Sex jokes insult women – CHR tells Duterte
MANILA, Philippines — Instead of making sexist and misogynistic jokes, President Rodrigo Duterte should instead focus on making the government’s typhoon relief and recovery efforts more inclusive, an official of the Commission on Human Rights (CHR) said on Wednesday as the world marked the International Day to End Violence Against Women.
“We cannot let pass these sex jokes and sexist remarks without exercising our constitutional mandate to advise government in the fulfilment of its obligations,” CHR Commissioner Karen Gomez Dumpit said in a statement.
“We remind the President and other high-ranking officials of their obligation not to perpetuate nor tolerate violence against women,” she added.
Earlier, Duterte poked fun at a Cabinet official for having “plenty of women” during a response briefing on the effects of Typhoon “Ulysses” (international name: Vamco).
He then joked about an acquaintance who died because of the lack of women.
When asked to comment on the President’s remarks, presidential spokesperson Harry Roque Jr. said the former just wanted to lighten the mood in light of the many problems faced by the country.
Not to be tolerated
Dumpit condemned “the normalization and trivialization of sex jokes and sexual objectification of women” as she reminded the President and other government officials that such remarks were forms of violence against women “and should not be tolerated nor excused.”
She pointed out that the Philippines was a signatory to the Convention on the Elimination of All Forms of Discrimination Against Women, adding that there were laws that oblige the government to prevent all forms of violence.
“Dismissal of remarks that make light of women’s sexual objectification and which justify the same as a ‘means of coping’ with stress send the message that sexism in government is normal and that the government takes the issues of women and girls lightly,” Dumpit said.
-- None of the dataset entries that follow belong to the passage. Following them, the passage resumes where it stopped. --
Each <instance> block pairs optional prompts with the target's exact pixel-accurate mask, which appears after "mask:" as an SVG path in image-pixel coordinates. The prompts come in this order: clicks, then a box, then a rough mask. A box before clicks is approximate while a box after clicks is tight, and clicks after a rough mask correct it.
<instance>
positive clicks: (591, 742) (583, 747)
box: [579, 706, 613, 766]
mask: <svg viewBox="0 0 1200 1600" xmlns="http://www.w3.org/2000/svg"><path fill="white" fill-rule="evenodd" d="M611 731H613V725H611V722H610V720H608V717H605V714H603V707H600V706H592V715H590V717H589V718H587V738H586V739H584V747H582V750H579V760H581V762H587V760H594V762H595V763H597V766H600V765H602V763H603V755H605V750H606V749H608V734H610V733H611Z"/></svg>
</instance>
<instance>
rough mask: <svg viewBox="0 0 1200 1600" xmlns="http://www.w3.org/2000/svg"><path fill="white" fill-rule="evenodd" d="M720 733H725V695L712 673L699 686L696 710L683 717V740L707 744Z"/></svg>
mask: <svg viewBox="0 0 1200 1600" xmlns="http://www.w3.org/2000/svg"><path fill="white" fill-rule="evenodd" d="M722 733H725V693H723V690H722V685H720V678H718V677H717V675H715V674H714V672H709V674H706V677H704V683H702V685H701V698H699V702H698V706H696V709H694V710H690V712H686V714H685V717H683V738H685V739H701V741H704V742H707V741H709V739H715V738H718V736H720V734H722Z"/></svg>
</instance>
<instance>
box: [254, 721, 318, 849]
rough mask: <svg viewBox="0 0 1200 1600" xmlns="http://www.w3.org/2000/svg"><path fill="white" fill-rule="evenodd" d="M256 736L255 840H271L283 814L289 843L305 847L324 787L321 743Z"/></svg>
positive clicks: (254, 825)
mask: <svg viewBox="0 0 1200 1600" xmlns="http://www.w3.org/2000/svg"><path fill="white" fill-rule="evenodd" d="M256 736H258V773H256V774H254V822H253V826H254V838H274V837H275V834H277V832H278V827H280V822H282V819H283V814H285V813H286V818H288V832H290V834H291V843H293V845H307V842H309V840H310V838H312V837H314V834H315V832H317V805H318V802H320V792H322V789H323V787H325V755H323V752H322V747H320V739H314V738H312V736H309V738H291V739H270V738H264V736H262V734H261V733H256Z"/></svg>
She also questioned the prudence of such remarks especially as women were disproportionately affected by the recent typhoons to hit the country.
“We remind the President that during the height of the typhoon, a girl was raped and was later found half-naked, bleeding and unconscious on a vacant lot in Paluig, Zambales; a woman gave birth in an evacuation center; and many women and girls had to deal with the impact of the disaster — often left to source water, food, and care for children, the ill and the elderly,” Dumpit said.
“Rather than the sexual objectification of women—seeing women’s only function is to serve men’s sexual pleasures — what should have been made visible in the briefing is the need for immediate and mainstreamed gendered responses and addressing the importance of protecting women and girls during and postdisaster,” she added.